Les JO de Tokyo, c’est dans 10 mois. Une revanche à prendre ?
Beaucoup de revanche. Tu vas à une compétition aussi importante que les JO et tu rates de peu les médailles que tu espères avoir. C’est frustrant! Pour 2020 à Tokyo, je mets toutes les chances de mon côté pour enfin accrocher un podium. Je mets toutes les chances de mon côté pour qu’au sortir des JO 2020 que je n’ai aucun regret. Mais si je n’ai pas de médaille mais que je dise que j’ai tout essayé. Avec mon staff, on va traiter nos pépins physiques, trouver les ressources qu’il faut, les compétitions qu’il faut, pour être au top. Il y a ce qu’on veut en tant qu’humain et il y a ce que Dieu décide pour nous. Personnellement, je sais ce que je veux. Je me donnerai les moyens d’aller chercher ce que je vise. Maintenant la décision finale revient à Dieu et on se pliera à sa volonté.
Le fait de ne pas courir le 200 m à Londres lors des derniers Mondiaux entre-t-il dans ce que vous appelez “vous donner tous les moyens” pour aller chercher un podium en 2020 à Tokyo ?
Il faut savoir qu’à Londres, j’ai dû serrer les dents pour faire la finale du 100 m. Parce que j’ai un genou malin qui me joue des tours depuis quelques temps. Je suis une gagnante, je suis battante, et je n’aime pas abandonner. Et avant de partir à Londres, je me suis fixée pour objectif de faire un podium. A partir de là, je n’avais pas le choix. Après la douleur que j’ai ressentie au genou, la finale du 100 m était donc pour moi la seule alternative pour espérer quelque chose. A partir de là, il fallait tout donner. Si vous regardez ma course, vous verrez que c’est très tiré sur la fin parce que je luttais contre la douleur.

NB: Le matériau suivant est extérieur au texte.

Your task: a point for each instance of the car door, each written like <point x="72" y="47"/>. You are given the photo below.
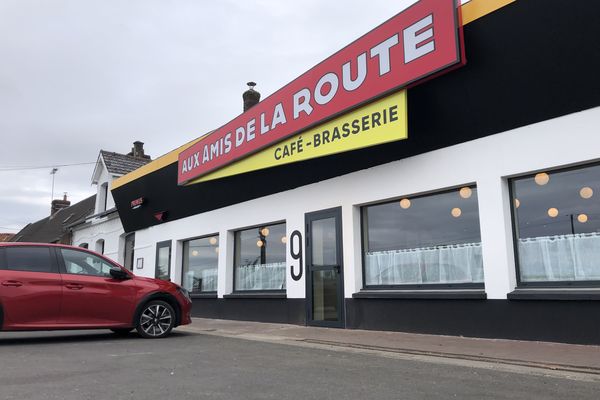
<point x="30" y="287"/>
<point x="91" y="297"/>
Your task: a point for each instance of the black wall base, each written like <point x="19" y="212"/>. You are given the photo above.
<point x="283" y="311"/>
<point x="562" y="321"/>
<point x="551" y="321"/>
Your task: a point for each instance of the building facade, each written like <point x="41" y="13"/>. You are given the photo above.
<point x="101" y="230"/>
<point x="484" y="221"/>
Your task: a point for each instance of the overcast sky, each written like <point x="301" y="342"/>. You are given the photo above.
<point x="77" y="76"/>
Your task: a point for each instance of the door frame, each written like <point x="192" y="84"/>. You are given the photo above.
<point x="336" y="213"/>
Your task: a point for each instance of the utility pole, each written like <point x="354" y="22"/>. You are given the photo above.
<point x="53" y="172"/>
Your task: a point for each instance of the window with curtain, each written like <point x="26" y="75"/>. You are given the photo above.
<point x="260" y="258"/>
<point x="557" y="226"/>
<point x="200" y="260"/>
<point x="423" y="241"/>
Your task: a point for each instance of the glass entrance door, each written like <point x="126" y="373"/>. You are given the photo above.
<point x="324" y="283"/>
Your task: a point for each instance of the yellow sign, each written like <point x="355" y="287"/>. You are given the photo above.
<point x="376" y="123"/>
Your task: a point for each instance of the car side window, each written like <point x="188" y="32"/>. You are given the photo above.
<point x="28" y="259"/>
<point x="82" y="263"/>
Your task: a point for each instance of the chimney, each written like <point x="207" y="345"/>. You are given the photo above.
<point x="138" y="150"/>
<point x="58" y="204"/>
<point x="251" y="97"/>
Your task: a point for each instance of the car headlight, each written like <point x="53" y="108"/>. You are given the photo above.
<point x="184" y="292"/>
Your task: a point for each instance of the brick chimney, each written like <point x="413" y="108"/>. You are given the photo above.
<point x="251" y="97"/>
<point x="58" y="204"/>
<point x="138" y="150"/>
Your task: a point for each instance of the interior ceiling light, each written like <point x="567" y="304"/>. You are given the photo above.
<point x="465" y="192"/>
<point x="405" y="203"/>
<point x="586" y="192"/>
<point x="542" y="178"/>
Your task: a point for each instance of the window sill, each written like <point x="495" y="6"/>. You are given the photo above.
<point x="257" y="295"/>
<point x="469" y="294"/>
<point x="554" y="294"/>
<point x="203" y="295"/>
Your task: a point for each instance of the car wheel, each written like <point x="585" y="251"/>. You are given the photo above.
<point x="156" y="320"/>
<point x="121" y="331"/>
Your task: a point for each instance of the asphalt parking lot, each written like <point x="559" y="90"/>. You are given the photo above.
<point x="98" y="365"/>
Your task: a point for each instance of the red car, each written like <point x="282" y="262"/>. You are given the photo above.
<point x="52" y="287"/>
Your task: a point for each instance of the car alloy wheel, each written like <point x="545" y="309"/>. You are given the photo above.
<point x="156" y="320"/>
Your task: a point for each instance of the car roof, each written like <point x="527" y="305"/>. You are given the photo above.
<point x="11" y="244"/>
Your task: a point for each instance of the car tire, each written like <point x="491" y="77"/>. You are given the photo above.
<point x="121" y="331"/>
<point x="156" y="320"/>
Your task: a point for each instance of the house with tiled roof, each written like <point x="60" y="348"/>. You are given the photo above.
<point x="56" y="227"/>
<point x="102" y="230"/>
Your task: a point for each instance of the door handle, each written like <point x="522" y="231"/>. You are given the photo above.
<point x="12" y="283"/>
<point x="74" y="286"/>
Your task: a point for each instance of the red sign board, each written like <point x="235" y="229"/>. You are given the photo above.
<point x="417" y="43"/>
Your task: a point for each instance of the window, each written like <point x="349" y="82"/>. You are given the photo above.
<point x="103" y="200"/>
<point x="29" y="259"/>
<point x="423" y="241"/>
<point x="82" y="263"/>
<point x="557" y="226"/>
<point x="163" y="261"/>
<point x="260" y="258"/>
<point x="200" y="259"/>
<point x="100" y="246"/>
<point x="129" y="248"/>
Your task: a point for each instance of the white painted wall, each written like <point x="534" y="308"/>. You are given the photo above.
<point x="108" y="229"/>
<point x="487" y="162"/>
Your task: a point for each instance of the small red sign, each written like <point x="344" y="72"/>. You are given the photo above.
<point x="417" y="43"/>
<point x="137" y="203"/>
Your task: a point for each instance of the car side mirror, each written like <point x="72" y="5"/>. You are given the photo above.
<point x="118" y="273"/>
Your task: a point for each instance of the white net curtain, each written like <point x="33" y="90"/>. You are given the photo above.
<point x="260" y="277"/>
<point x="204" y="280"/>
<point x="452" y="264"/>
<point x="572" y="257"/>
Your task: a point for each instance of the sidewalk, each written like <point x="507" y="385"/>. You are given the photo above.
<point x="554" y="356"/>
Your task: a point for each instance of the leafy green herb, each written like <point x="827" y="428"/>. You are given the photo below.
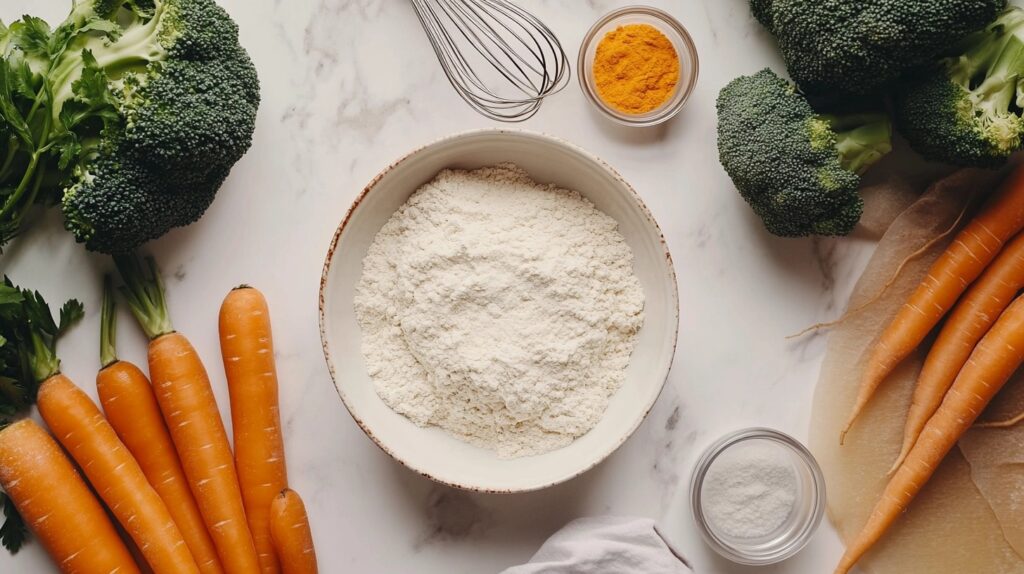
<point x="29" y="336"/>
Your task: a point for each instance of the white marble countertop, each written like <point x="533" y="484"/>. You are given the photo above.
<point x="348" y="87"/>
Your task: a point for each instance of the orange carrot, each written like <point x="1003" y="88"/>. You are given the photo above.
<point x="132" y="410"/>
<point x="118" y="479"/>
<point x="995" y="358"/>
<point x="970" y="320"/>
<point x="290" y="532"/>
<point x="247" y="346"/>
<point x="56" y="504"/>
<point x="973" y="249"/>
<point x="185" y="398"/>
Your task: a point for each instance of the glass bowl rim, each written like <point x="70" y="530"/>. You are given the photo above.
<point x="684" y="90"/>
<point x="799" y="539"/>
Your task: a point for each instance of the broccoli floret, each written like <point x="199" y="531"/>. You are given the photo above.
<point x="858" y="46"/>
<point x="967" y="109"/>
<point x="797" y="169"/>
<point x="152" y="102"/>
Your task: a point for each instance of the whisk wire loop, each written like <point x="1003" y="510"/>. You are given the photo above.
<point x="522" y="57"/>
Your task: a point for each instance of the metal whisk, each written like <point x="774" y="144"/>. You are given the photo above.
<point x="499" y="57"/>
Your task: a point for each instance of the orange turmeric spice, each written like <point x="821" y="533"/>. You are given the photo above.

Après cet exploit, je voulais me lancer sur le 200 m mais avec le coach et le kiné, on a dû renoncer. Parce que les JO, c’est dans 10 mois et ce n’est pas la peine de prendre des risques inutiles en courant le 200 m qui pourrait avoir des conséquences inimaginables. Finalement, on a préféré se donner des chances pour être au rendez-vous de Tokyo 2020.
Après le titre de vice-champion 2017, vous vous retrouvez avec le Bronze cette année. N’est-ce pas un recul ?
Les gens pensent que c’est un recul mais je dis non. C’est une belle performance d’ailleurs. C’est une grâce. J’aurais pu abandonner en demi-finale mais me connaissant, je refusais de sortir des Mondiaux sans un podium. Et c’est là que j’ai serré les dents. Ce n’est pas ce que j’espérais en allant à Londres. Ce n’est pas ce que le coach également espérait. Mais c’est la volonté de Dieu. Il n’y a pas eu de recul. Au contraire, j’ai réalisé un exploit.
Les Ivoiriens ont découvert Murielle Ahouré. Et après, Marie Josée Ta Lou. Toutes deux, vous êtes une fierté nationale et même de très bonnes ambassadrices du sprint africain au niveau mondial. Mais à vous voir, au lieu d’une complicité, on sent plutôt une certaine adversité. Marie Josée, pouvez-vous nous dire, en toute franchise le genre de relation que vous entretenez ?
Murielle Ahouré est une grande sœur que je respecte énormément et que j’ai toujours appréciée. Depuis 2009-2010, avant même d’arriver au haut niveau, je la porte en estime. Et cela n’a pas changé. Je la respecte pour ce qu’elle est, pour ce qu’elle a réalisé. Elle est un exemple pour moi et pour bon nombre d’athlètes hommes et femmes. Maintenant les exigences du haut niveau font que souvent on a l’impression qu’on est opposée. Dans un sport collectif, on allait toutes les deux tirer dans le même sens. Mais là, nous sommes en athlétisme et une fois sur la ligne de départ, on est focus sur l’arrivée. Il peut arriver que Murielle et moi occupions les deux premières places d’un podium ou les deux autres. Mais tout cela se fait dans un esprit de fraternité, de fair play. Il n’y a pas d’animosité. On ne peut empêcher les gens à comparer des sportifs de haut niveau surtout quand ils excellent. On l’a vu au football avec Didier Drogba et Yaya Touré. Ce sera toujours comme ça mais il faut pouvoir dépassionner le débat. Ce qu’on demande plutôt aux Ivoiriens, c’est de prier chaque fois pour nous chaque fois qu’on part défendre les couleurs de notre pays afin de revenir toutes deux avec des médailles comme on l’a fait aux Championnats du monde en salle où elle a décroché l’Or et moi l’Argent. Sinon, Murielle, je l’admire et cela ne changera pas.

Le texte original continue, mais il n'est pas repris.